ArrayList and HashSet insert performance test resu

2020-07-30 00:37发布

问题:

i wirte a class to test the insert performance between arraylist and hashset,as i expect ,the hashset insert performance will be much better than arraylist(maybe the book deceived me),but the test result make me so confused

    HashSet<String> hashSet = new HashSet<String>();

    long start = System.currentTimeMillis();
    for (int i = 0; i < 900000; i++) {
        hashSet.add(String.valueOf(i));
    }

    System.out.println("Insert HashSet Time: " + (System.currentTimeMillis() - start));


    ArrayList<String> arrayList = new ArrayList<String>();

    start = System.currentTimeMillis();

    for (int i = 0; i < 900000; i++) {
        arrayList.add(String.valueOf(i));
    }
    System.out.println("Insert ArrayList Time: " + (System.currentTimeMillis() - start));

result:
Insert HashSet Time: 978
Insert ArrayList Time: 287

i run this main metod many times and the result has no more different between this,the insert arraylist time is much shorter than insert hashset time can anybody explain this weird result.

回答1:

Exact performance characteristics of datastructures and algorithms are highly machine- and implementation-specific. However, it doesn't seem surprising to me that ArrayList inserts would be faster than HashSet inserts by a constant factor. To insert into an ArrayList, you just need to set a value at a particular index in an array. To insert into a hash set, you need to compute a hashcode for the inserted item and map that to an array index, check that index and possibly perform some action based on what you find, and finally insert into the array. Furthermore the HashSet will have worse memory locality so you'll get cache misses more often.

There's also the question of array resizing, which both data structures will need to do, but both data structures will need to resize at about the same rate (and hash table resizing is probably more expensive by a constant factor, too, due to rehashing).
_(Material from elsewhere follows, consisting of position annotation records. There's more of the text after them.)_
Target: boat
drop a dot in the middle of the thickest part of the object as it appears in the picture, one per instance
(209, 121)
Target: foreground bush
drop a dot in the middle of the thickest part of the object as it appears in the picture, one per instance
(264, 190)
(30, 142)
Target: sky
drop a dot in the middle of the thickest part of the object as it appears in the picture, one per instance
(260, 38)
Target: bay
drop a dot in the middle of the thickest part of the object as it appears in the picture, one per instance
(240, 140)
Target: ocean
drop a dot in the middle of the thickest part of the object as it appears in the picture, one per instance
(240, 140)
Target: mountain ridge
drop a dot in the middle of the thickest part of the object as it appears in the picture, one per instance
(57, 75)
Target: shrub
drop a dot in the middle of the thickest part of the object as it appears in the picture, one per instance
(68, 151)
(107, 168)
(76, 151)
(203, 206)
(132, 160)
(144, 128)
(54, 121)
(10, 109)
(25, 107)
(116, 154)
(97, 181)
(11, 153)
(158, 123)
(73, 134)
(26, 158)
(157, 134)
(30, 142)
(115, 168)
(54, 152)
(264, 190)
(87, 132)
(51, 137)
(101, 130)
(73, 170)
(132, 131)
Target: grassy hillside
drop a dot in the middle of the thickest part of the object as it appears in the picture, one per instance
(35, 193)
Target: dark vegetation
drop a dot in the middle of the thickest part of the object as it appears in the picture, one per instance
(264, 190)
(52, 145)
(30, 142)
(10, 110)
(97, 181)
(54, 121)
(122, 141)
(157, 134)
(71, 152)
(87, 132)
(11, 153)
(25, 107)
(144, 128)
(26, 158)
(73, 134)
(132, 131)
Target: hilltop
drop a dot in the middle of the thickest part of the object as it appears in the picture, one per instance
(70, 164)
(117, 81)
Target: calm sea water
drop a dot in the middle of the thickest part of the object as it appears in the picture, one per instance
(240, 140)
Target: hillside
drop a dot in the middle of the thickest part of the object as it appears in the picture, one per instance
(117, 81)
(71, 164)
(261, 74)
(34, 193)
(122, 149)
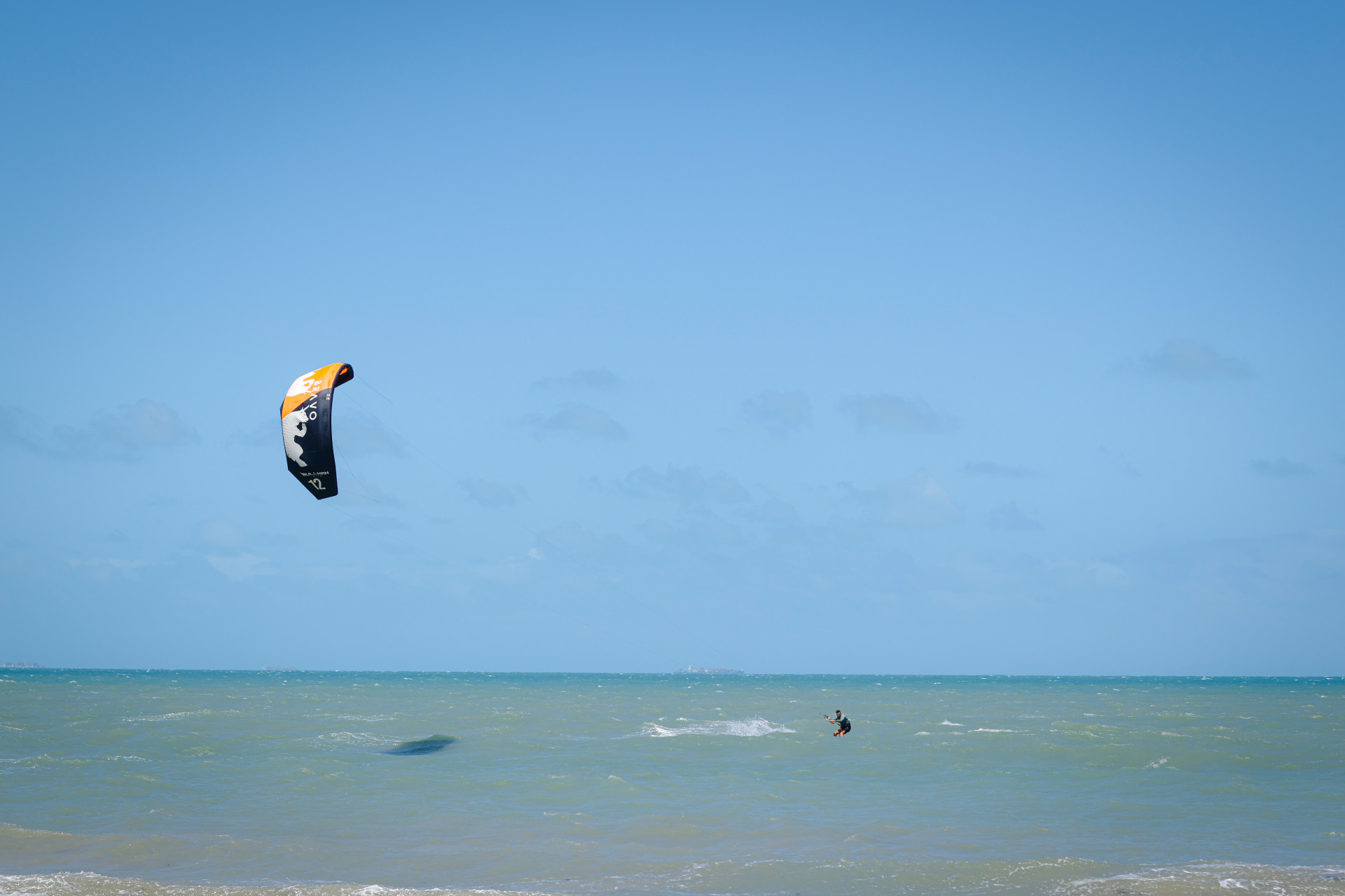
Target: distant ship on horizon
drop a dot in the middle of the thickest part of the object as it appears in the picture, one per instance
(696, 670)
Both algorithms are constant (expected) time, but there's a lot more stuff to do with a hash table than an array list. So it's not surprising that it would be slower by a constant factor. (Again, the exact difference is highly dependent on machine and implementation.)



回答2:

The hashset and list are different types of datastructures. So you should think about what you do want to do with them before choosing one.

HashSet

Longer insert time

Fast access time on elements

List

Fast append time

Long access time on elements

The list is faster because it can just add the element at the end of the list, the hashset has to find where to insert and then make the element accessable, this is more work (time) as adding it to the end of a list.



回答3:

the hashset insert performance will be much better than arraylist

Where did you get that idea?
HashSet will outperform ArrayList on search i.e: get().
But on insert they have comparable performance. Actually ArrayList is even faster if you are within array limits (no resize needed) and the hash function is not good



回答4:

Actually, you are getting the right results. Also, as pointed out in the above answer, these are different types of data-structures. Comparing them would be like comparing the speed of a bike with a car. I think the time for inserting in a HashSet must be more than that of insertion in an ArrayList because HashSet doesn't allow duplicate keys. So I assume that before insertion there must be some sort of checking for duplicate keys before insertion and how to handle them which makes them somewhat slower as compared to ArrayList.



回答5:

HashSet is backed by hashtable. If you know about hashtable, you would know that there is a hash function. also collision handling(if there was collision) when you add new element in it. Well hashSet doesn't handle collision, just overwrite the old value if hash are same. However if capacity reached, it need to resize, and possible re-hash. it would be very slow.

ArrayList just append the object to the end of the list. if size reached, it does resize.